I have some tag with same class , i want get each their value and append it to a div how to do it

<p class="adr">location1</p>
<p class="adr">location2</p>
<p class="adr">location3</p>
<p class="adr">location4</p>

for (i=1;i<$(".adr").length;i++) {
    $("#test").append($(".adr").html() + "</br>");
}

the result :

location1

location1

location1

location1

it seems did apppend 4 times first class, how to get 1 and 2 and 3 and 4 ?

5 Answers

3
Community On Best Solutions

Use each in jquery to get text of all adr class . Do not append line by line as it takes more execution time.Try to append as a whole, Hope this helps

var str=''
$('.adr').each(function(e){
     str+=$(this).text()+ "<br>"
})
$("#test").html(str)
<script src="https://cdnjs.cloudflare.com/ajax/libs/jquery/3.3.1/jquery.min.js"></script>
<p class="adr">location1</p>
<p class="adr">location2</p>
<p class="adr">location3</p>
<p class="adr">location4</p>
<div id =test></div>

2
mojtaba ramezani On

var rows = $(".adr");
for (var i = 0; i < rows.length; i++) {
    $("#test").append($(rows[i]).html() + "<br>")
}
<script src="https://cdnjs.cloudflare.com/ajax/libs/jquery/3.3.1/jquery.min.js"></script>
<p class="adr">location1</p>
<p class="adr">location2</p>
<p class="adr">location3</p>
<p class="adr">location4</p>
<div id =test></div>

0
Maheer Ali On

You can use each() method.

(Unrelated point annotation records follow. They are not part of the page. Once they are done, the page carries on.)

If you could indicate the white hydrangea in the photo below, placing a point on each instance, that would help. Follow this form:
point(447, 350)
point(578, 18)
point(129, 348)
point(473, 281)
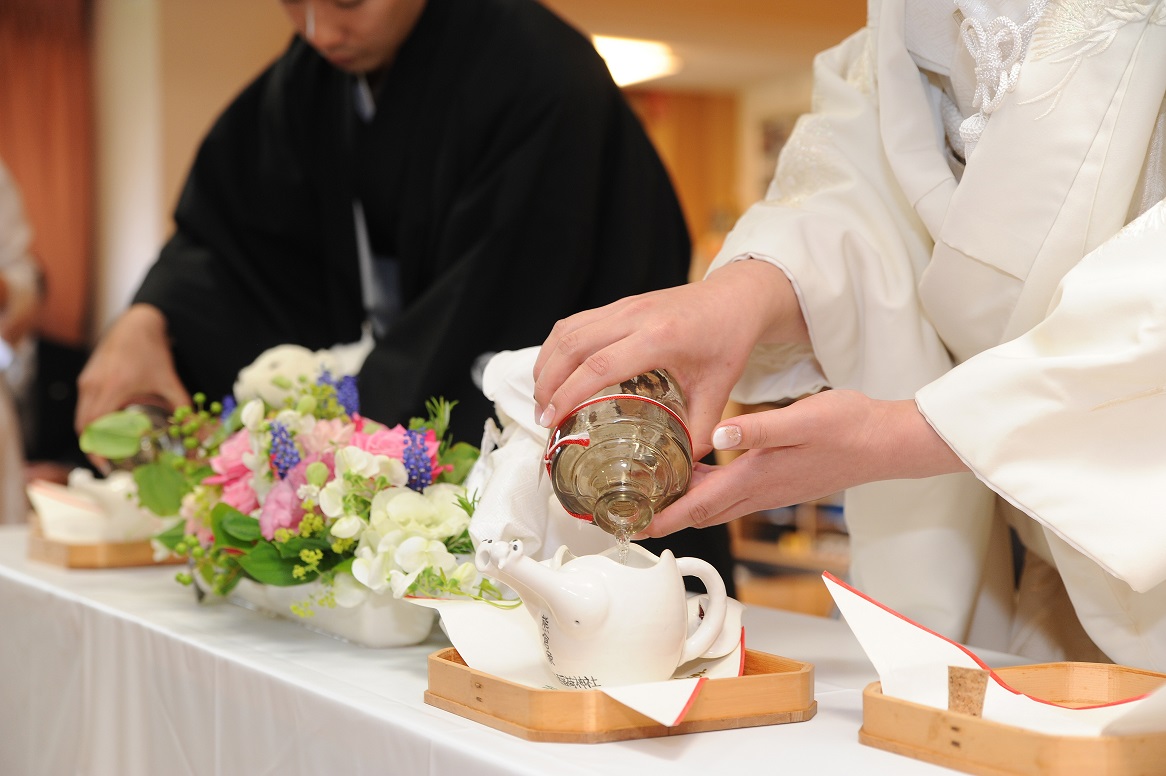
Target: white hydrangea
point(282, 361)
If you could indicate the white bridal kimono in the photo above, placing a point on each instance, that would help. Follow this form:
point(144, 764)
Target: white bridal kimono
point(1020, 300)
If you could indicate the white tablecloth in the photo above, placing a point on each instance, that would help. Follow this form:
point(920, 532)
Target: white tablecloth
point(118, 672)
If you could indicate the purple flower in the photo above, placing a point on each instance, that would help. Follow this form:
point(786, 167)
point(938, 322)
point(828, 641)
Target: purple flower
point(285, 453)
point(416, 460)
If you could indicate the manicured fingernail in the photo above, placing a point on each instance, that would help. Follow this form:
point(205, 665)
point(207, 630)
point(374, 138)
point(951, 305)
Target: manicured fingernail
point(547, 416)
point(727, 437)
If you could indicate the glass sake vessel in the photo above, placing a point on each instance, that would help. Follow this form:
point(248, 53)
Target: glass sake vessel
point(623, 454)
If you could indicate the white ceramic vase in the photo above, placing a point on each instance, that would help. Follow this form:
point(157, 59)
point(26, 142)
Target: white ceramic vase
point(379, 621)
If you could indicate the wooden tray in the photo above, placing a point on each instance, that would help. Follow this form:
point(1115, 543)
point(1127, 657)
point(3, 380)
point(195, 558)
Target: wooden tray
point(106, 555)
point(773, 690)
point(967, 742)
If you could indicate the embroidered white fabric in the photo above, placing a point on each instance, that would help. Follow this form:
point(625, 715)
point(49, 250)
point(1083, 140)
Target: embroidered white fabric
point(998, 47)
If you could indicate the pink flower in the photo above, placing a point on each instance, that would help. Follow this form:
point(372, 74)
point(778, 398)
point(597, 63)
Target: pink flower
point(233, 474)
point(282, 507)
point(327, 435)
point(392, 442)
point(381, 441)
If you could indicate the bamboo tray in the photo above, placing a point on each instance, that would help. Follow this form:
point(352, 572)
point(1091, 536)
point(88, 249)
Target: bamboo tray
point(772, 691)
point(967, 742)
point(105, 555)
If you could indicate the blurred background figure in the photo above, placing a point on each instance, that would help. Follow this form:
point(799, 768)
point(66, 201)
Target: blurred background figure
point(19, 300)
point(438, 180)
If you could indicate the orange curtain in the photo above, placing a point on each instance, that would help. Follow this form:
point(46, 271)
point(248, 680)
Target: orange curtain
point(47, 142)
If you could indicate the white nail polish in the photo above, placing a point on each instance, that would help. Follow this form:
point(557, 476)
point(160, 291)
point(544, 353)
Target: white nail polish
point(547, 416)
point(727, 437)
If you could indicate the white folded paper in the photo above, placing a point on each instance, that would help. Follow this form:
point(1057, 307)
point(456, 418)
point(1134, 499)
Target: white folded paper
point(515, 500)
point(504, 642)
point(912, 663)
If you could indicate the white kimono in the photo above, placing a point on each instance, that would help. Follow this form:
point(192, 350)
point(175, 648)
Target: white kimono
point(1021, 301)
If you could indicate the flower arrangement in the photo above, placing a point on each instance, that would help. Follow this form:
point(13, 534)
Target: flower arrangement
point(287, 484)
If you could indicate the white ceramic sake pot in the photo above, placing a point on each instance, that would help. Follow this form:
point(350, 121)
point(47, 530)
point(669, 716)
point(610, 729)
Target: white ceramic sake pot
point(91, 510)
point(606, 623)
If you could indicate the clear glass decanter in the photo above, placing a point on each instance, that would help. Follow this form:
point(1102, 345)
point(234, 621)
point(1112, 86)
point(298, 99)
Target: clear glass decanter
point(623, 454)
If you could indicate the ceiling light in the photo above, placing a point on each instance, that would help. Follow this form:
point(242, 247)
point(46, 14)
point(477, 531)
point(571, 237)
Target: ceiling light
point(631, 61)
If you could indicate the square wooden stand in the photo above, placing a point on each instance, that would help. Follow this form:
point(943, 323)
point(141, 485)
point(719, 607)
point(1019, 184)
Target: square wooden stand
point(977, 746)
point(772, 691)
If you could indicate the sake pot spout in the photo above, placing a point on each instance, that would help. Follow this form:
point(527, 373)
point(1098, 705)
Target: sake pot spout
point(574, 598)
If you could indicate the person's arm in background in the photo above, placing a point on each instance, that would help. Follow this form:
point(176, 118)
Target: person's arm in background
point(240, 273)
point(132, 364)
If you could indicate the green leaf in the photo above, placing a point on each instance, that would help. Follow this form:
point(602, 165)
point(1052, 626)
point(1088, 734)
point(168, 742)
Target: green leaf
point(173, 536)
point(292, 548)
point(161, 487)
point(265, 564)
point(116, 436)
point(240, 526)
point(461, 544)
point(223, 514)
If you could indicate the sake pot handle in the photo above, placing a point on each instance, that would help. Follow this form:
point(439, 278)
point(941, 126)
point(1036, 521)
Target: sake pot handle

Secondly selecting "#test" and ".adr" is a bad idea declare them as global variable and use them.

let elms = $(".adr");
let test = $('#test');

elms.each(function(){
  test.append($(this).html() + "<br>")
})
<script src="https://cdnjs.cloudflare.com/ajax/libs/jquery/3.3.1/jquery.min.js"></script>
<p class="adr">location1</p>
<p class="adr">location2</p>
<p class="adr">location3</p>
<p class="adr">location4</p>

<div id="test">

</div>

Using querySelectorAll() and map()

document.querySelector('#test').innerHTML = [...document.querySelectorAll('.adr')].map(x => x.innerHTML).join("<br>")
<script src="https://cdnjs.cloudflare.com/ajax/libs/jquery/3.3.1/jquery.min.js"></script>
<p class="adr">location1</p>
<p class="adr">location2</p>
<p class="adr">location3</p>
<p class="adr">location4</p>

<div id="test">

</div>

2
vivek_23 On

$('#test').append($('.adr').clone());
<script src="https://cdnjs.cloudflare.com/ajax/libs/jquery/3.3.1/jquery.min.js"></script>
<p class="adr">location1</p>
 <p class="adr">location2</p>
 <p class="adr">location3</p>
 <p class="adr">location4</p>

 <div id="test"></div>

You can append all matched elements with .adr using append(). But only this would technically add the original elements and strip from it where it was previously situated in the DOM. So, clone() them to create a new copy of all elements and preserve it's previous state as well.

1
Dinsdale Trelawney On

$('.something') returns an array, so you need $('.something')[i] to get each item from the array. You're calling three jQuery functions for every iteration of the loop - inefficient. Call them once each before the loop, assigning them to a variable, then use the variable instead of the jQuery calls.